Financial Independence cross street

How to Start the Adulting Pursuit of Financial Independence

As soon as the fireworks went up, a thought may have brought some younger people down. “I have, like, a month until I start adulting.”

Whether it’s college, trade school, military, or walking directly into the workforce, the 73.4 million some-odd young people in America need to begin that pursuit of adulthood. The one from which there is no return. Essentially, it’s time to cut the cord from the parents and work toward financial independence.

Get that first “real job” that gives you a paycheck you’re not embarrassed to put in the bank. That’s the money for essential bills like rent, utilities, debt payments, and perhaps dating. As a company that helps hard-working people get out of debt, we know a little about starting that journey.

Here is some of the same advice we give our clients, and it’s worked for them too.

1. Understand Credit

There is so much more to understanding credit than simply having some plastic cards in your wallet. Do you know your credit score? More importantly, do you know how to maintain it? When you want to buy a home or a new car, your credit score is the skeleton key to open the lock of prosperity for you as you go adulting.

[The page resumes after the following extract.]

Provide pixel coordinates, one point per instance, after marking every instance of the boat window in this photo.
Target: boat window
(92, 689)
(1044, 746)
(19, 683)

2. Live Beneath Your Means

Many young adults want to stretch that dollar into fine saltwater taffy. It feels good to have money of your own, so flex and drop some coins in various places. The problem is that you should do the opposite, which doesn’t sound fun at all. Ask yourself what can you afford or what are you willing to not have, like do you need all those channels and apps? Do you need to eat out every night? Whatever the cost, you can make some cuts.

3. Think Long Term

Living on your own isn’t easy. Creating financial independence is even more difficult. If this is something you want, it will take dedication, patience, and time. During that time, learn what you are willing to do to stay free from economic burdens. What you do today with your credit and debt is how you will live tomorrow and possibly for the rest of your life.

4. Pay Yourself First

Why don’t you save? “I don’t have enough” is usually the answer. In reality, you do but you aren’t accustomed to saving it, only spending it. At first, your self-payment may only be 5%, but after a while, you’ll see that you can do it. Be good to yourself through saving first, then spending. You’ll be amazed how many fewer financial emergencies you have and how much more peace you’ll experience once you have created a sense of financial independence.

5. Start With Why

Simon Sinek is a celebrated author of the book “Start With Why.” He wrote the book to help people find inspiration at work and build work culture from the inside out. What does that have to do with saving? Much, if you consider what inspires you to save money in the first place. Do you want to change jobs or careers? Do you want to buy a new car, so you don’t have to keep repairing the old one? Find your why and begin saving.

There are multiple other ways to begin your journey of financial independence. Many prices are going up and staying there. Meanwhile, many of us aren’t making more. Something must give, but if you control your finances, make sure you’re not giving up your desire to save. Your financial independence depends on it.